How does my corporation choose the right "category of income" for foreign earnings?
Start with the basic distinction: passive category income consists primarily of investment-type income (interest, dividends, rents, royalties, and income from passive foreign investment companies), while general category income includes active business income and everything else not specifically categorized as passive or other special categories. However, the look-through rules require you to trace through certain payments from controlled foreign corporations. When your corporation owns at least 10% of a CFC and receives dividends, interest, rents, or royalties from it, you must look at the underlying earnings of the CFC and assign the payment to the same categories that applied to those earnings—not automatically to the passive category. Additionally, the "high-taxed income" rule can reclassify passive income to general category if the foreign tax rate exceeds the highest U.S. corporate rate. You report these reclassifications on separate lines of Schedule A using the code "HTKO" and make corresponding tax adjustments on Schedule B. Complete a separate Form 1118 for each category that applies to your situation.
Do we need to attach receipts or foreign tax returns when filing Form 1118?

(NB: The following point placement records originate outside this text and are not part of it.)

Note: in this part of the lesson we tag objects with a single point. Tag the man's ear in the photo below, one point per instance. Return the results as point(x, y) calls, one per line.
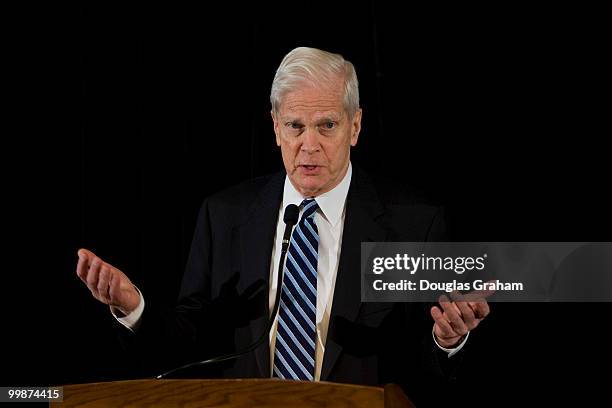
point(276, 127)
point(355, 127)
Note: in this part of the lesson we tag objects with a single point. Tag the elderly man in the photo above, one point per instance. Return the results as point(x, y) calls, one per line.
point(322, 331)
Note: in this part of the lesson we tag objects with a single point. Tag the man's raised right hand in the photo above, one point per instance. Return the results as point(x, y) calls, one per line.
point(107, 284)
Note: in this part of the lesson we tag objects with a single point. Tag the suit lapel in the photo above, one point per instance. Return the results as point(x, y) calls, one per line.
point(363, 208)
point(255, 237)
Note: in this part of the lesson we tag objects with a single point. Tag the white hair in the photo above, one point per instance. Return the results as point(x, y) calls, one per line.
point(315, 67)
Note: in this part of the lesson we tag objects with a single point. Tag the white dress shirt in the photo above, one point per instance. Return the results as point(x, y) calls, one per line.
point(329, 218)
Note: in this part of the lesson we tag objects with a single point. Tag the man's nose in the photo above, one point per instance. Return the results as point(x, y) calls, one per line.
point(310, 143)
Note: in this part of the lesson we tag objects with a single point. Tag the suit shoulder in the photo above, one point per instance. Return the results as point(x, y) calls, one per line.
point(245, 191)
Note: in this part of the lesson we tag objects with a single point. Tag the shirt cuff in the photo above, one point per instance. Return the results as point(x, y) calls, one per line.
point(451, 351)
point(132, 320)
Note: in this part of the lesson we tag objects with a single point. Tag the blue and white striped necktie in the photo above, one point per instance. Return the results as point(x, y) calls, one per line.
point(296, 333)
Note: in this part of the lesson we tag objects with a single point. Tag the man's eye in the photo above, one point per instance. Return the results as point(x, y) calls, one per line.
point(329, 125)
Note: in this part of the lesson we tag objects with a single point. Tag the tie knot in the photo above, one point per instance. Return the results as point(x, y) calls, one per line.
point(310, 207)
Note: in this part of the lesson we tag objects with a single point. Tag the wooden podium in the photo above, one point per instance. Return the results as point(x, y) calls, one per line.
point(248, 393)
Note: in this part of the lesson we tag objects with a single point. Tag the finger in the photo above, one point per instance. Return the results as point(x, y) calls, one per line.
point(89, 256)
point(481, 309)
point(465, 310)
point(451, 312)
point(114, 287)
point(82, 267)
point(93, 275)
point(103, 282)
point(444, 329)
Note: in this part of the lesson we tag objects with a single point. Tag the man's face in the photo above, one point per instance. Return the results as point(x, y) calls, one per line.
point(315, 135)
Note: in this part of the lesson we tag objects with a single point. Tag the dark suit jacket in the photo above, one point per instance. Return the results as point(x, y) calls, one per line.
point(223, 304)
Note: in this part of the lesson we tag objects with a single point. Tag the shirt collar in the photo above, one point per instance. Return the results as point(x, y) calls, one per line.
point(331, 203)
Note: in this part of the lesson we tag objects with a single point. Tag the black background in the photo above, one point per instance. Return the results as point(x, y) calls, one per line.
point(134, 114)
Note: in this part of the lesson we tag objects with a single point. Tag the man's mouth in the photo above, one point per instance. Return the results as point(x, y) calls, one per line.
point(309, 166)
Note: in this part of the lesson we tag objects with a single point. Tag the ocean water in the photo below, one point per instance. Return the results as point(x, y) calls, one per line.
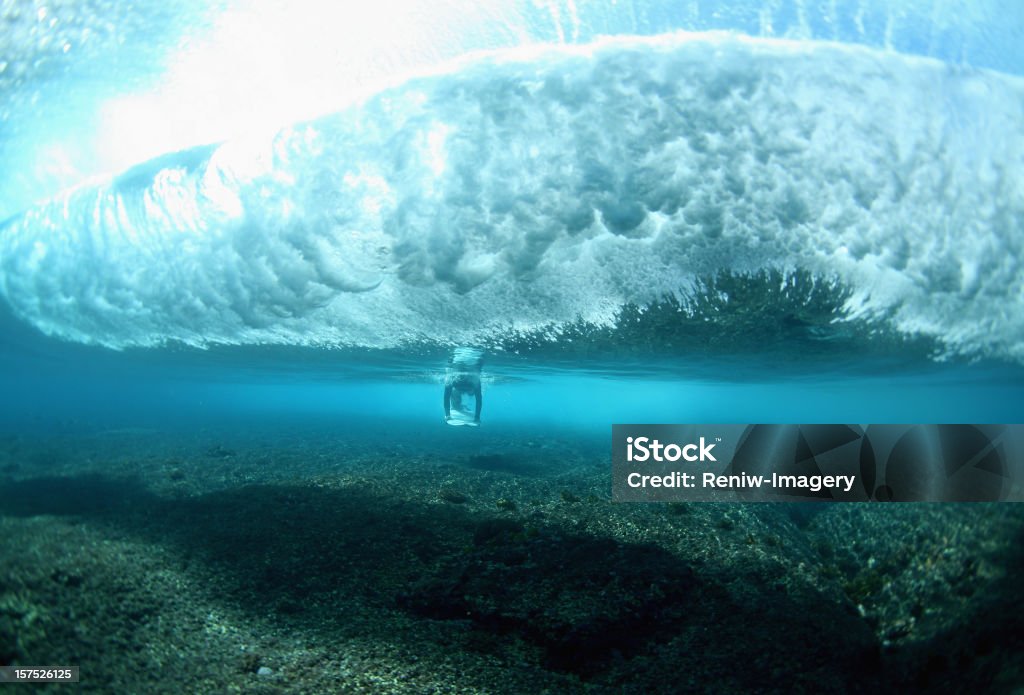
point(242, 241)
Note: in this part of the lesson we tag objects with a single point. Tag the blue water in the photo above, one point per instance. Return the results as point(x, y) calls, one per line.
point(525, 202)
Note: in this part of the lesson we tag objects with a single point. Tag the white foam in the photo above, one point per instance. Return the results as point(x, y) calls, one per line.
point(528, 189)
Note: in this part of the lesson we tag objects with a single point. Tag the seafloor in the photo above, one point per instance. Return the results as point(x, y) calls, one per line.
point(276, 558)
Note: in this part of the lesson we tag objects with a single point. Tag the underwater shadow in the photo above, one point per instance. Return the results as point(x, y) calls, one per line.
point(629, 616)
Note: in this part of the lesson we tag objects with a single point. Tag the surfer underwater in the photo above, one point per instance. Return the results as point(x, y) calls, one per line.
point(462, 382)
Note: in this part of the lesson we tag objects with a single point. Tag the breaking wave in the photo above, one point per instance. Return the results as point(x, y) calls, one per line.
point(525, 191)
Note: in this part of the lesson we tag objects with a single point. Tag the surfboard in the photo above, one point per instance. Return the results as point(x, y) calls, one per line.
point(463, 416)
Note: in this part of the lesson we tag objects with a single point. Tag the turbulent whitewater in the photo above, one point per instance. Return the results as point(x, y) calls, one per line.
point(524, 190)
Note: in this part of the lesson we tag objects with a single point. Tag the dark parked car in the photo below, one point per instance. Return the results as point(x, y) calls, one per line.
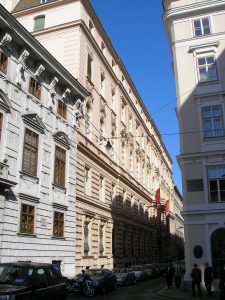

No, you don't attach documentation to Form 1118 when you file. However, you must retain proof of foreign taxes paid or accrued, including foreign tax returns and receipts of payment, and produce this documentation upon IRS request. The IRS can require a bond on Form 1117 before allowing a credit for accrued but unpaid taxes. If you cannot substantiate the credit when examined, the IRS will disallow it. Keep detailed records of all foreign tax computations, earnings and profits calculations, exchange rates used, and the source of each piece of information for at least as long as the statute of limitations remains open—generally three years from filing, but potentially longer for foreign tax credit issues given the 10-year adjustment period under section 6511(d)(3).